I dolori del giovane Maurice

Bolero Photo Credits Pascal Chantier Una Scena Del Film
Le donne e Maurice.

Il muscolo che Maurice (Raphaël Personnaz) adopera di meno è senza dubbio il cuore, questo fa di lui un uomo che non riesce a lasciarsi andare né in materia di relazioni con l'altro sesso né quando si tratta di dar vita alle sue composizioni. Un artista stracelebrale e un amante immobile. Eppure egli è invece molto amato, tanto dalle donne della sua vita (molte e importantissime) quanto dalla dea della creatività.

Sia chiaro, lui è il primo ad essere frustrato dal suo non essere per nulla in grado di uscire dalla propria rigidità, ma il fatto è che, semplicemente, non può farne a meno, altrimenti ne viene subito sopraffatto. In quel caso se gli va bene sviene, mentre se gli va male rischia di gettarsi da una finestra. Eppure sa di non avere scelta, se vuole dare un senso al suo talento dovrà lasciarsi andare.

Bolero Photo Credits Pascal Chantier Una Sequenza
Le donne e Maurice.

A sbaragliare le carte arriva l'ossessione (la migliore amica di ogni artista), che porterà nella sua vita lo straordinario motivo di un balletto nel pieno dell'ennesimo blocco artistico davanti all'ennesimo lavoro su commissione. Un motivo capitato lì quasi per caso, un motivo che si è presentato al suo uscio in modo educato, quasi come fosse sempre stato lì. Non lo abbandonerà mai più.

Un Bolero senza musica

Bolero Photo Credits Pascal Chantier Unimmagine
Il successo dopo l'esecuzione de il Bolero.

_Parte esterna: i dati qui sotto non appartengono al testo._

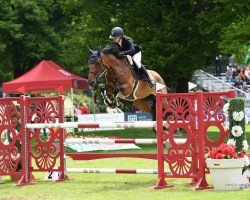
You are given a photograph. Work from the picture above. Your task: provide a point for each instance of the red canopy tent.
(46, 76)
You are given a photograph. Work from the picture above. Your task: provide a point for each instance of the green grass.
(116, 186)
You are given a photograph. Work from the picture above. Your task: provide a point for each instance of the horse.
(120, 81)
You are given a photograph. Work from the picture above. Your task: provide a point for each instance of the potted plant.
(225, 166)
(228, 161)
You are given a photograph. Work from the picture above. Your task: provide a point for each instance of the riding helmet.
(115, 32)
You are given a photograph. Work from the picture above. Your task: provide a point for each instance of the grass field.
(116, 186)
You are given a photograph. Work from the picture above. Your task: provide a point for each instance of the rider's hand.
(120, 55)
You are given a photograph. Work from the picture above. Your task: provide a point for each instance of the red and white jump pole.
(114, 171)
(127, 124)
(117, 141)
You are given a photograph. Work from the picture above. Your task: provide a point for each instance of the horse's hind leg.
(147, 104)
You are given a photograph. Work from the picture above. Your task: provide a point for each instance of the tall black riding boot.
(144, 73)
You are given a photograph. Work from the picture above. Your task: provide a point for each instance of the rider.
(127, 47)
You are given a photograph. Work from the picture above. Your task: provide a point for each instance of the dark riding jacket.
(128, 47)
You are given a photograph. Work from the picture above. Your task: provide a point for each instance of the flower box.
(226, 173)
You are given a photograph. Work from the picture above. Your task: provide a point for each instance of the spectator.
(229, 74)
(235, 70)
(84, 109)
(218, 65)
(231, 61)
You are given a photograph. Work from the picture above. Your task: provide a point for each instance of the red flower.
(219, 156)
(226, 151)
(241, 154)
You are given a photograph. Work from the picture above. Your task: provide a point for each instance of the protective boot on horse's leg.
(142, 70)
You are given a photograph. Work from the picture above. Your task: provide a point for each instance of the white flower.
(246, 119)
(226, 107)
(231, 141)
(236, 131)
(238, 116)
(245, 145)
(247, 161)
(6, 142)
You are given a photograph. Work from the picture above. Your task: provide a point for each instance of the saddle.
(134, 69)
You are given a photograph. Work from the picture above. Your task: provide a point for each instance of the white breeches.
(137, 59)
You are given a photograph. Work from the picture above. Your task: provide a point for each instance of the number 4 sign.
(51, 176)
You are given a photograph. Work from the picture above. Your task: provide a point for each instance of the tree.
(39, 38)
(176, 36)
(9, 32)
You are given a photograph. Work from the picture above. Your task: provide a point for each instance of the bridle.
(93, 60)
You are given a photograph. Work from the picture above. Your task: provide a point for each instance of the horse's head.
(95, 67)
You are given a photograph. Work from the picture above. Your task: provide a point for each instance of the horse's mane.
(113, 48)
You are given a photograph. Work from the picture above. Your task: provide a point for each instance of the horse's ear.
(99, 51)
(90, 51)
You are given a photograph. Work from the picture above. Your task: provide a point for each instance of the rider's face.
(116, 39)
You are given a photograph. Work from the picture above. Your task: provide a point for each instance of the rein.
(98, 77)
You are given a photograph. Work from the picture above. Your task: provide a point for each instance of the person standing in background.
(84, 109)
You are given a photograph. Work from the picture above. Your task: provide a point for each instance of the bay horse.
(120, 81)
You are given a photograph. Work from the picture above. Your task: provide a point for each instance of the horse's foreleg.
(106, 99)
(116, 90)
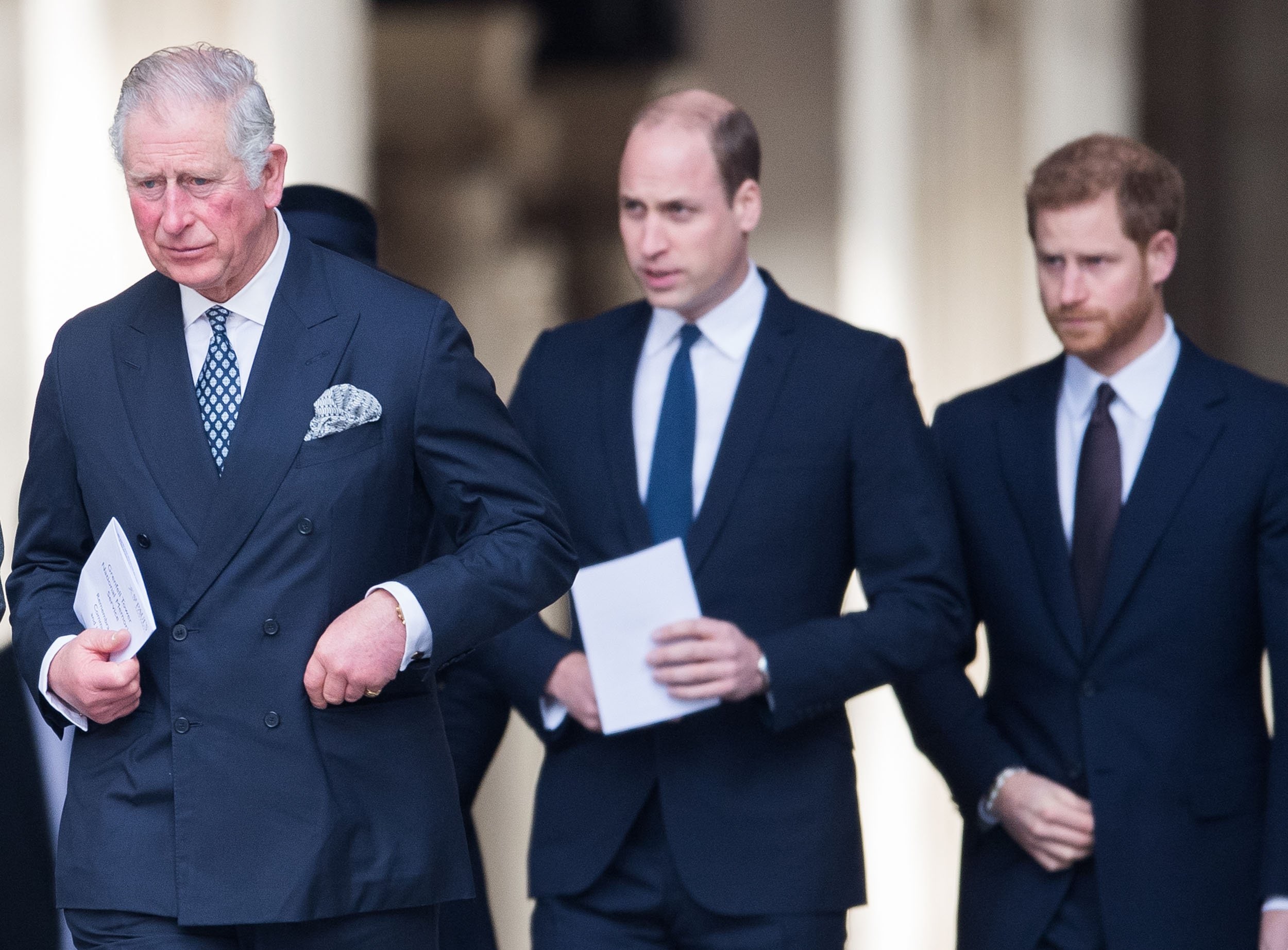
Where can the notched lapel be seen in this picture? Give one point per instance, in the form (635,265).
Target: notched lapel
(617,425)
(1027,446)
(771,354)
(1185,430)
(303,343)
(155,378)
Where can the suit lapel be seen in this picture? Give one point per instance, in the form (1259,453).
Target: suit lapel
(617,425)
(1185,430)
(155,378)
(1027,447)
(298,354)
(771,354)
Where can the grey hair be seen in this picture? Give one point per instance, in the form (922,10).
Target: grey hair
(202,74)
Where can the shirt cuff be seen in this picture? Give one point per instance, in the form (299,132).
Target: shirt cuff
(73,716)
(420,638)
(553,712)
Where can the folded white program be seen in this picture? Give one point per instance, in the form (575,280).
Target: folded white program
(111,595)
(620,605)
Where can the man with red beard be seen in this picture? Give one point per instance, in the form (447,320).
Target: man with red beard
(1124,513)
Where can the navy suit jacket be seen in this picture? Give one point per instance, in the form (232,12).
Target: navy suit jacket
(825,466)
(27,913)
(1160,719)
(226,797)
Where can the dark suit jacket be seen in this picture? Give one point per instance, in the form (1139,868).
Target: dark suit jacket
(226,797)
(1160,722)
(27,914)
(825,466)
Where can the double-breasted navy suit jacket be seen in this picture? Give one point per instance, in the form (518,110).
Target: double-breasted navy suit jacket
(226,797)
(1157,716)
(825,466)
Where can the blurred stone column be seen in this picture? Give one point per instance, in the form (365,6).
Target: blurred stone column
(13,363)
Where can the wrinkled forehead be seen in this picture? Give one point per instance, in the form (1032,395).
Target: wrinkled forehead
(173,128)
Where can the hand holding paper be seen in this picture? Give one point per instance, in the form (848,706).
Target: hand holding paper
(621,604)
(96,672)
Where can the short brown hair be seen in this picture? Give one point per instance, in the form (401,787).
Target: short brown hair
(1149,189)
(733,137)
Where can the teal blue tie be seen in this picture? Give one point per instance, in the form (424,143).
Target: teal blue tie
(670,481)
(219,388)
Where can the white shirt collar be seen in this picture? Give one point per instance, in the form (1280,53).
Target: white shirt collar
(730,326)
(253,300)
(1140,385)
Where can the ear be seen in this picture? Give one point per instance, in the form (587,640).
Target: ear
(746,207)
(275,176)
(1161,257)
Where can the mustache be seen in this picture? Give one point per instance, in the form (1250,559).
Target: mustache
(1078,312)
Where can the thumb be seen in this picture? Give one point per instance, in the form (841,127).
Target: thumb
(107,640)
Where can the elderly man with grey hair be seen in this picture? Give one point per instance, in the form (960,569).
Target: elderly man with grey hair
(274,427)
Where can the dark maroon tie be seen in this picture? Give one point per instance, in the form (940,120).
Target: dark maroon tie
(1096,504)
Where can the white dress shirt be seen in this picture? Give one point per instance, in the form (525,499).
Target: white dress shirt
(1139,388)
(718,358)
(1139,391)
(248,312)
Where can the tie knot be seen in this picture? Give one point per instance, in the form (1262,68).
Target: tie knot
(218,317)
(1104,396)
(689,335)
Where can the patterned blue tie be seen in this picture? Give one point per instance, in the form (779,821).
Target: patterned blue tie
(218,388)
(670,478)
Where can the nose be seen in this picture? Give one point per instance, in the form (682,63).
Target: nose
(176,212)
(653,239)
(1073,286)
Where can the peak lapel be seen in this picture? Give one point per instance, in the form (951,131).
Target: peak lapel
(1027,446)
(617,393)
(1185,430)
(302,345)
(771,354)
(155,378)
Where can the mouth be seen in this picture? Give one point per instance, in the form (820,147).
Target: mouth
(657,278)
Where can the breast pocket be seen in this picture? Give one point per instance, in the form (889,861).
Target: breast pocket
(331,448)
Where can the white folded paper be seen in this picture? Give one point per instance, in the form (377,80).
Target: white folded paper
(620,605)
(110,594)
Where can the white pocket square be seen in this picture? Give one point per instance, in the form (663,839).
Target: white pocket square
(341,409)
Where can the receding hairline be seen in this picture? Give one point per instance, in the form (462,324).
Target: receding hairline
(692,109)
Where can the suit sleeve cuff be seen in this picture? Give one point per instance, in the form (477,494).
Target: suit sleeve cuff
(50,697)
(420,638)
(553,712)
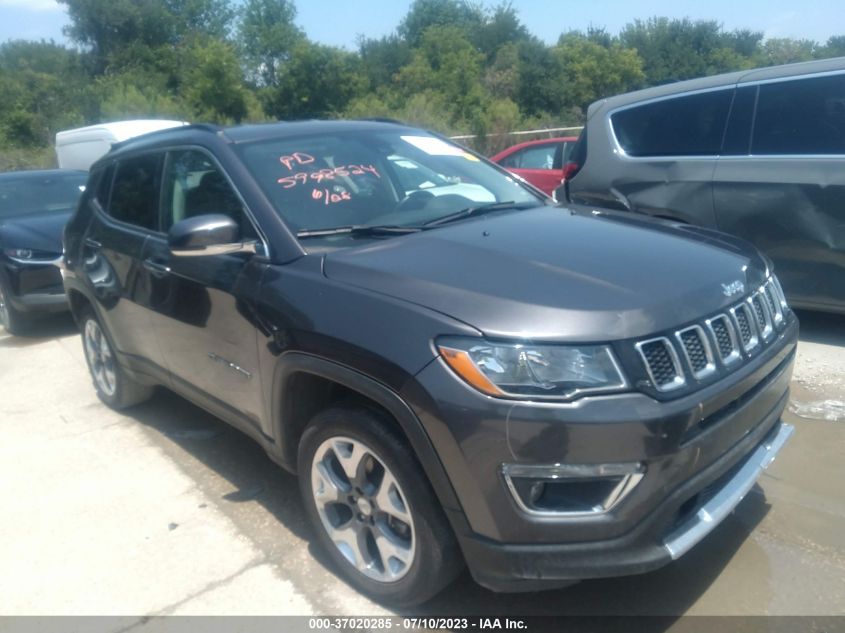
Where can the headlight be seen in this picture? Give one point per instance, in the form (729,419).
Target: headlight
(30,256)
(524,370)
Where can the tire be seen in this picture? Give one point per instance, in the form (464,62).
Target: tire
(10,318)
(114,387)
(386,518)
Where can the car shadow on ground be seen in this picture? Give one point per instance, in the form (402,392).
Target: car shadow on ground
(252,476)
(47,327)
(822,327)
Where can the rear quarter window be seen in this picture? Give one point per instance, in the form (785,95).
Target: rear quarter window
(691,125)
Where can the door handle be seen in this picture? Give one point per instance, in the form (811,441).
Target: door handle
(156,269)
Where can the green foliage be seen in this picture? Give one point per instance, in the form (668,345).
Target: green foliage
(423,14)
(673,50)
(456,66)
(591,71)
(783,50)
(446,66)
(318,81)
(267,37)
(214,86)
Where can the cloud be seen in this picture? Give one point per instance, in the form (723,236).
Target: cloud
(31,5)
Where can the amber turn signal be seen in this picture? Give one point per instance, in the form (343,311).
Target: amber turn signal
(461,363)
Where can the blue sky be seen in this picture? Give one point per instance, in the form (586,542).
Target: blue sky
(340,22)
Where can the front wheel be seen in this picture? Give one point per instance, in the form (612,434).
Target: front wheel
(10,318)
(114,387)
(373,509)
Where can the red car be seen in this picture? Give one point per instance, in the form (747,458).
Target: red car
(540,162)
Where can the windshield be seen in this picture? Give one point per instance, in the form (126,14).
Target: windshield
(30,194)
(397,178)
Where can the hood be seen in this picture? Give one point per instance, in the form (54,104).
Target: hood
(42,231)
(557,274)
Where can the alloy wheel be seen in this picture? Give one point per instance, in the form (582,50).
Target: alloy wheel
(363,509)
(100,358)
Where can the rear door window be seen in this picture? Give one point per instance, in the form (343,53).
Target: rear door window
(534,157)
(691,125)
(134,194)
(803,116)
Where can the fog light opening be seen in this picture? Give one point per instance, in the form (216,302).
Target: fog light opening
(566,489)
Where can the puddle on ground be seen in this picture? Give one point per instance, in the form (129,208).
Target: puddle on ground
(831,410)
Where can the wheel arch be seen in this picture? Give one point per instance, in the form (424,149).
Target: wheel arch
(304,384)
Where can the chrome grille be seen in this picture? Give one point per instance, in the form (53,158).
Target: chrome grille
(698,350)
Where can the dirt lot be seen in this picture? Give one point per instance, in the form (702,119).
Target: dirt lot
(167,510)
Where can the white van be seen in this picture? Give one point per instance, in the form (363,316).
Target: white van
(81,147)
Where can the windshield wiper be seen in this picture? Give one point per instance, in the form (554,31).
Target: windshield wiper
(359,229)
(479,210)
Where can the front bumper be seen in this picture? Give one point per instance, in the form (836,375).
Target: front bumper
(664,537)
(701,453)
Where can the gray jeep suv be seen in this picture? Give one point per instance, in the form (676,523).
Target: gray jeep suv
(758,153)
(458,371)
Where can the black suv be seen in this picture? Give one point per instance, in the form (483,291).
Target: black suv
(457,370)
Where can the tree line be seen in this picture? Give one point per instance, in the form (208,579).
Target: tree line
(452,65)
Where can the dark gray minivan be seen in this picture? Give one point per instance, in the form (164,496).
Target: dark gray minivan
(759,153)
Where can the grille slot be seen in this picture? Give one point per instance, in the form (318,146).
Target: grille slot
(747,333)
(662,363)
(696,348)
(725,335)
(773,300)
(761,314)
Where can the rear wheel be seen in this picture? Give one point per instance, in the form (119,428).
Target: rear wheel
(10,318)
(373,509)
(114,387)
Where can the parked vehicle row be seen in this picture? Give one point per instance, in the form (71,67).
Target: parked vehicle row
(759,154)
(459,371)
(34,208)
(541,162)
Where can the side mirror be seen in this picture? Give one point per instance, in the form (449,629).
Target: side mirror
(212,234)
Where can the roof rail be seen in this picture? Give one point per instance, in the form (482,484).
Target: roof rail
(207,127)
(382,119)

Bolero parte con un flash forward che anticipa l'evento catalizzante della pellicola e in poco tempo ne racchiude l'essenza e il suo motivo d'essere, facendo venire subito il dubbio se si stia per assistere a qualcosa sulla composizione o sul suo creatore. In un certo senso questo è un interrogativo che rimane sempre, visto che egli, anche complice la scelta di un biopic didascalico e a tratti pedissequo, sembra rimanere sempre in disparte, anche se è al centro della scena.

Tutta la struttura narrativa è pensata per risolvere il conflitto interiore di un uomo estremamente impaurito da quello che sente da non riuscire ad esprimersi in nessun modo, nonostante le figure femminili che lo adorano (inspiegabilmente) e che infine troveranno la chiave per appianare questo dualismo tra un esterno apatico e un interno in tempesta. Il problema principale del film è che lo trovano su carta, visto anche nel momento della liberazione, tutto rimane comunque algido e mai coinvolgente.

Bolero Photo Credits Pascal Chantier Un Frame
La prima de il Bolero.

Una criticità che si rispecchia praticamente in ogni aspetto di Bolero, dalla scrittura che è sempre urlata e dichiarata, il ritmo compassato, le interpretazioni poco incisive e una messa in scena nozionistica esattamente come le scelte che muovono la ricostruzione storica. Tutte cose che non depongono per nulla a favore di una pellicola biografica, figurarsi per una che è in costume e figurarsi (ancor di più) per una che dovrebbe portare in scena il clima degli "années folles" a Parigi. Il risultato invece è un film piuttosto dimenticabile.

Conclusioni

Bolero di Anne Fontaine nasce dall'idea di raccontare il conflitto interiore di Maurice Ravel attraverso la genesi della sua composizione più importante, non riuscendo nel suo intento se non su carta. La colpa è del suo essere un biopic algido, sempre monocorde, dalla messa in scena e dalla scrittura. Un film che vorrebbe narrare la genesi di un'esplosione artistica, metafora del sentimento della sua epoca, ma che invece rimane sempre scolastico e non è mai coinvolgente.

Movieplayer.it
2.5/5
Voto medio
N/D

Perché ci piace

  • La ricostruzione è ordinata.
  • La vita (interiore e non) di Ravel è spiegata.

Cosa non va

  • Troppo scolastico, rigido e algido.
  • Non trasmette mai il sapore dell'epoca che porta in scena.
  • Fa venire il dubbio su cosa voglia raccontare realmente.